Bush alla ricerca della pace perduta in Irak

Sulla via di Damasco? No, solamente di Amman. Provenendo dalla direzione più improbabile: i Paesi Baltici, dove George Bush ha affrontato un problema immediato, quello dell’Afghanistan, e uno a medio termine, l’allargamento della Nato. Agli alleati egli ha chiesto di aumentare la presenza militare a Kabul.
E qui ritorna in gioco l’attualità più immediata e più angosciosa. Il principale argomento che i governi europei criticati adducono ufficiosamente è che in Afghanistan c’è carenza, in primo luogo, di truppe americane, che sono di gran lunga le meglio armate e le più capaci di azioni strategiche. Ma di soldati Usa ce ne sono 30mila a Kabul e dintorni, 140mila dalle parti di Bagdad. Nessuno ha osato chiedere a Bush di trasferirne, anche se riaffiora (soprattutto negli Stati Uniti) la vecchia polemica su un eccessivo e troppo rapido storno di energie militari dall’Afghanistan all’Irak, lasciando la missione incompiuta.
Se nessuno osa chiederlo è perché la priorità è più che mai quella di Bagdad. Tanto è vero che Bush dalle rive del Baltico sente il bisogno di piombare nel cuore del Medio Oriente per un «vertice» singolare: per contatti più o meno diretti con i due Paesi che fino a poche settimane fa erano esclusi dalle consultazioni sull’Irak in quanto ritenuti «parte del problema, non della soluzione». Lunedì il presidente iracheno Talabani era a colloquio con il presidente iraniano Ahmadinejad, che gli ha impartito «consigli», il primo dei quali, prevedibilmente, è il rimpatrio delle truppe Usa, definite, loro stavolta, come «parte del problema, non della soluzione». La stessa tesi è sostenuta dai siriani, altri «fuorilegge» ripescati, forse provvisoriamente, come interlocutori.
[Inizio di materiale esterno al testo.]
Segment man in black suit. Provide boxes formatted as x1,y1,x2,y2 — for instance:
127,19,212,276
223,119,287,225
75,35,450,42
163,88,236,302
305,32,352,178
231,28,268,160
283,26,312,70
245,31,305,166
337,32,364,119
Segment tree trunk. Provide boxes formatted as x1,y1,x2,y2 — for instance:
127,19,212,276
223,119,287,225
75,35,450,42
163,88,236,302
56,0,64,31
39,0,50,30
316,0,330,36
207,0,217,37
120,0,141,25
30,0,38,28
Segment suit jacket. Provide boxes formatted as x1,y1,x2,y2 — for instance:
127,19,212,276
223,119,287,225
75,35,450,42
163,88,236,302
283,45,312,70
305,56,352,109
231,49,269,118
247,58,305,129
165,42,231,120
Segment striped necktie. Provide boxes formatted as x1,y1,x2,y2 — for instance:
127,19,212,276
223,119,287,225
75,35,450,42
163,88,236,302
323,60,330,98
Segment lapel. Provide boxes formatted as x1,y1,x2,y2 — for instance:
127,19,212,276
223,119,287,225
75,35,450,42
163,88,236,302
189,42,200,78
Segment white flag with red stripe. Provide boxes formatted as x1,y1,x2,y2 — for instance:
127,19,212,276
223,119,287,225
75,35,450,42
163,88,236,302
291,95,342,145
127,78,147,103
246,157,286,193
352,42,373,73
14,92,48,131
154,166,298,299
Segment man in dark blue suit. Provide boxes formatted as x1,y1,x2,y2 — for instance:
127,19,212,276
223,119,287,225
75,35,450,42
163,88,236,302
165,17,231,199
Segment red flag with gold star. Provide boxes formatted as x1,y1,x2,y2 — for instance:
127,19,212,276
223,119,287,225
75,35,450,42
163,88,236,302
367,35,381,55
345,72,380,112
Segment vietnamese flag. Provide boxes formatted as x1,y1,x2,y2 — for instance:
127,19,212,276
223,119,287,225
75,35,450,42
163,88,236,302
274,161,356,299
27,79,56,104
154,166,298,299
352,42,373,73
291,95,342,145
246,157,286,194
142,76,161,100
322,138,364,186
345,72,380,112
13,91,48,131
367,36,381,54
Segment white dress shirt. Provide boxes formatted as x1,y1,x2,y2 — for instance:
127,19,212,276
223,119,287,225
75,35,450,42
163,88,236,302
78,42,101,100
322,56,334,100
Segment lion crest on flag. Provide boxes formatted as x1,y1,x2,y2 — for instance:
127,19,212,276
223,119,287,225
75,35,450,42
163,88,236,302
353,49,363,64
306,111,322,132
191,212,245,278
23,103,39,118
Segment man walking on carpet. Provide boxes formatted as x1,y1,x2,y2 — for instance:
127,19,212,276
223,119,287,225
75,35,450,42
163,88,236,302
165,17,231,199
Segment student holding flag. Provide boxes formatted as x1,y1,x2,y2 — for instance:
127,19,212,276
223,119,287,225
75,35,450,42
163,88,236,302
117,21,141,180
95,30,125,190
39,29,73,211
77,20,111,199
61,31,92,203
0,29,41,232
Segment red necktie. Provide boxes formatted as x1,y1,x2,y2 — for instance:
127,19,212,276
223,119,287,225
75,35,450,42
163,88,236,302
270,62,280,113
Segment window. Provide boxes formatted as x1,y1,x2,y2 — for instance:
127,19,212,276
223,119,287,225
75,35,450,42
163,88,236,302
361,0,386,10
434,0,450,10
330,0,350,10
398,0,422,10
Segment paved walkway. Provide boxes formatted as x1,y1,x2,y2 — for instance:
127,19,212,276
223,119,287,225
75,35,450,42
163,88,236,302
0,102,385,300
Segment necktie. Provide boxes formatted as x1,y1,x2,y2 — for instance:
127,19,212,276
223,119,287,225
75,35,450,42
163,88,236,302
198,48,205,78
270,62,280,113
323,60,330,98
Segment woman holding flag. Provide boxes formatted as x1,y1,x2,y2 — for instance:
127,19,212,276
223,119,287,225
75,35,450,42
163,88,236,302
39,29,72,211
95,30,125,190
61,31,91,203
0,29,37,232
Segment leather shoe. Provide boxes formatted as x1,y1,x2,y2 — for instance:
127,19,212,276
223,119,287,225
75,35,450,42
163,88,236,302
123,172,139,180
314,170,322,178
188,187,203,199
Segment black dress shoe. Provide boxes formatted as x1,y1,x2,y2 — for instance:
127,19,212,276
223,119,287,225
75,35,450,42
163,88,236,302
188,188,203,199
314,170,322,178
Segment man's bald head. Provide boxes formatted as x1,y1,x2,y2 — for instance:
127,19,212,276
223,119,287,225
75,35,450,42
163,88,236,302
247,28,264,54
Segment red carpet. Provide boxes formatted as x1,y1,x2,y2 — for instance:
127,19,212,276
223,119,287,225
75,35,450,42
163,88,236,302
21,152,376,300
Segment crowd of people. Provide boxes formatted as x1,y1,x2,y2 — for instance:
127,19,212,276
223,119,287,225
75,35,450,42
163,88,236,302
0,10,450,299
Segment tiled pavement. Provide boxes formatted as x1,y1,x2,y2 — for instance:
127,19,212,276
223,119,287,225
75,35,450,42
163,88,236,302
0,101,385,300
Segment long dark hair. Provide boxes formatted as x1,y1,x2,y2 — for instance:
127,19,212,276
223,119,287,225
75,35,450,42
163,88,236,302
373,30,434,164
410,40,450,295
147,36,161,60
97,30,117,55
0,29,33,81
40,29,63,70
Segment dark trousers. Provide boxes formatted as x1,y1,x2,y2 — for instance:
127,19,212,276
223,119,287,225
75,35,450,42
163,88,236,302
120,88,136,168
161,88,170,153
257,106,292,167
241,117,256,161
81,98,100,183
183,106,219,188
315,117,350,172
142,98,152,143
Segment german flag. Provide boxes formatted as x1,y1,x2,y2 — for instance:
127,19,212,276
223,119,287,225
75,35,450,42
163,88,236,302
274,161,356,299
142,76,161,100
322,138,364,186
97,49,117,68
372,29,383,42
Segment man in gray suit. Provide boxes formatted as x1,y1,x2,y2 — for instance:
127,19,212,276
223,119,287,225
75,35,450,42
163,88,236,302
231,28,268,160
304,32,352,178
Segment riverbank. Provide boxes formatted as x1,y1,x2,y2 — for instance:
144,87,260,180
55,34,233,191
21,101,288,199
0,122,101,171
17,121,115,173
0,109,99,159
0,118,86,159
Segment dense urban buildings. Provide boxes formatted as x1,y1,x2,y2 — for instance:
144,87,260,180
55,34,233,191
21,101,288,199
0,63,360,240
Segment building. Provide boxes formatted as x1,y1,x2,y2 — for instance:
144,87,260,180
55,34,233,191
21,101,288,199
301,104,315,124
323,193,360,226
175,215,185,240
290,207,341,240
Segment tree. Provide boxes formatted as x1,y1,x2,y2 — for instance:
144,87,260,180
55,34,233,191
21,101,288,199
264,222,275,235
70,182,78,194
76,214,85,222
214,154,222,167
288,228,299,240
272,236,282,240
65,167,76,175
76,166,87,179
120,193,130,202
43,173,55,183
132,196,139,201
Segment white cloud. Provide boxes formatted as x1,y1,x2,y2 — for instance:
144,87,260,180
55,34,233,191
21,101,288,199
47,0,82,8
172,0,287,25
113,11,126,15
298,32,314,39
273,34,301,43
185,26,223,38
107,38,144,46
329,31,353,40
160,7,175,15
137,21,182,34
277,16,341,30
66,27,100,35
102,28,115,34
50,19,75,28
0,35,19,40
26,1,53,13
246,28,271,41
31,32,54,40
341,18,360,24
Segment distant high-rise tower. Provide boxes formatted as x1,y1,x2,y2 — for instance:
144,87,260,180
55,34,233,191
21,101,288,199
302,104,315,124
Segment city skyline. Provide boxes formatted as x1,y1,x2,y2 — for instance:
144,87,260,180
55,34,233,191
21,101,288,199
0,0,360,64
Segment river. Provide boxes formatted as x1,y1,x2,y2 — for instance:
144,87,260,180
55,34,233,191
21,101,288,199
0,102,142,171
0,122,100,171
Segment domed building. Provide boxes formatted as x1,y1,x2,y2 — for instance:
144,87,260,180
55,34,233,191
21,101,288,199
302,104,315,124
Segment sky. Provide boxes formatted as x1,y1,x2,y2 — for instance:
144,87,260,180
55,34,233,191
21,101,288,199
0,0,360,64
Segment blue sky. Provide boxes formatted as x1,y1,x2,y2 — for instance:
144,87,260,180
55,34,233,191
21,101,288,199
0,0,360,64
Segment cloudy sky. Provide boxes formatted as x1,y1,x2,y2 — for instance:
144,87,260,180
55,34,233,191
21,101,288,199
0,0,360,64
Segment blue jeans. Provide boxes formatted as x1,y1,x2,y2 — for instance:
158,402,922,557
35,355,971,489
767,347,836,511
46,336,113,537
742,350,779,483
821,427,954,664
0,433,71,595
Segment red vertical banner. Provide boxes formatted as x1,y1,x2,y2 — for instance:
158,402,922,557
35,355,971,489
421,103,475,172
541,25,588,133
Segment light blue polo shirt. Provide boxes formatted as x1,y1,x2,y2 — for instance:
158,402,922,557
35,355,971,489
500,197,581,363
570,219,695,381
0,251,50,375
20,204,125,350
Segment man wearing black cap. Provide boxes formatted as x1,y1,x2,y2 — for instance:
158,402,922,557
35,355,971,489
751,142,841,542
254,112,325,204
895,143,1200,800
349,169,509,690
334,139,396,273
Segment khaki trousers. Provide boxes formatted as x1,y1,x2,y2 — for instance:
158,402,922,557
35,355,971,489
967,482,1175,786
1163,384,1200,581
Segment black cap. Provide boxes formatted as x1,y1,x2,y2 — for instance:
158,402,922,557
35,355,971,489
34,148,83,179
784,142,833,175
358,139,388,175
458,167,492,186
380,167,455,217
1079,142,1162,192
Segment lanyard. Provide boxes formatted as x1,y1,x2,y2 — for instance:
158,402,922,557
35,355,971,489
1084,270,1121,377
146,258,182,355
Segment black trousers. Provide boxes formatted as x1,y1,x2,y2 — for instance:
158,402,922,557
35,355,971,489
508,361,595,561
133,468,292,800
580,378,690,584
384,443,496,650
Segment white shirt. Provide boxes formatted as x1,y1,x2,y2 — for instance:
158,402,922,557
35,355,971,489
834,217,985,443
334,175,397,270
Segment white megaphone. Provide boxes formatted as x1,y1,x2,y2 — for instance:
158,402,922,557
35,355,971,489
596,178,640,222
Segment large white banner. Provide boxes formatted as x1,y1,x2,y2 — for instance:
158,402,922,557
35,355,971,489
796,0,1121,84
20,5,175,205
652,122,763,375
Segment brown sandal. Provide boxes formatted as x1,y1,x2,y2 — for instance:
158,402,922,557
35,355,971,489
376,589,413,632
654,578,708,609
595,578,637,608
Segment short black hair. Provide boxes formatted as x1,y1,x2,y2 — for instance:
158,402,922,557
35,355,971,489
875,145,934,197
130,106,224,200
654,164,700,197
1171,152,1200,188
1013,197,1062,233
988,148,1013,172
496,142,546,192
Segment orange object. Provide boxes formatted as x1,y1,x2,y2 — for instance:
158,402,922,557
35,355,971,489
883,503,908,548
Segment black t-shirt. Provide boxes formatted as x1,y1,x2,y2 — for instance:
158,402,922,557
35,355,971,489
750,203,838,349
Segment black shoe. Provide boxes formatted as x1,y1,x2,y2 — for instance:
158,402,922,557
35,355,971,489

Di fronte a queste innegabili innovazioni nella politica di Washington, Bush sente comprensibilmente la necessità di ribadire che le sue grandi linee non cambiano e che, per prima cosa, l’America non se ne andrà dall’Irak «finché la missione non sarà compiuta». È una costante della sua politica che non poteva non essere riaffermata proprio alla vigilia della sua «puntata» nel Medio Oriente; che però è accompagnata da una relativa novità: l’identificazione del nemico principale e del principale responsabile delle attuali tragiche convulsioni irachene: secondo Bush non sono le «sette» sciite e sunnite, bensì Al Qaida. Il peggioramento della situazione in Irak è dovuto, ha rivelato o spiegato Bush, a una nuova fase dell’offensiva dell’organizzazione terroristica diretta o ispirata da Bin Laden e che sarebbe in corso dal mese di febbraio.
Il piano sarebbe stato formulato dal luogotenente in Irak di Al Qaida, Abu Musab al-Zarqawi, prima che questi venisse ucciso, nel giugno scorso, in un attacco aereo americano. La «strategia» gli sarebbe sopravvissuta: spostare il baricentro dell’attività terroristica dai bersagli militari a quelli civili, anzi religiosi, in modo da provocare l’esplosione della tensione fra sciiti e sunniti.

Implicito in questo aggiustamento di tiro il ribadito diniego che in Irak sia in corso una «guerra civile»; interpretazione discussa, ma coerente con l’impegno che Bush prese un mese fa: di non «tenere le truppe americane esposte al tiro incrociato». Ma proprio da ambienti militari di Washington arriva un’interpretazione diversa: all’offensiva sarebbero soprattutto milizie sciite armate dall’Iran e addestrate da Hezbollah nel Libano.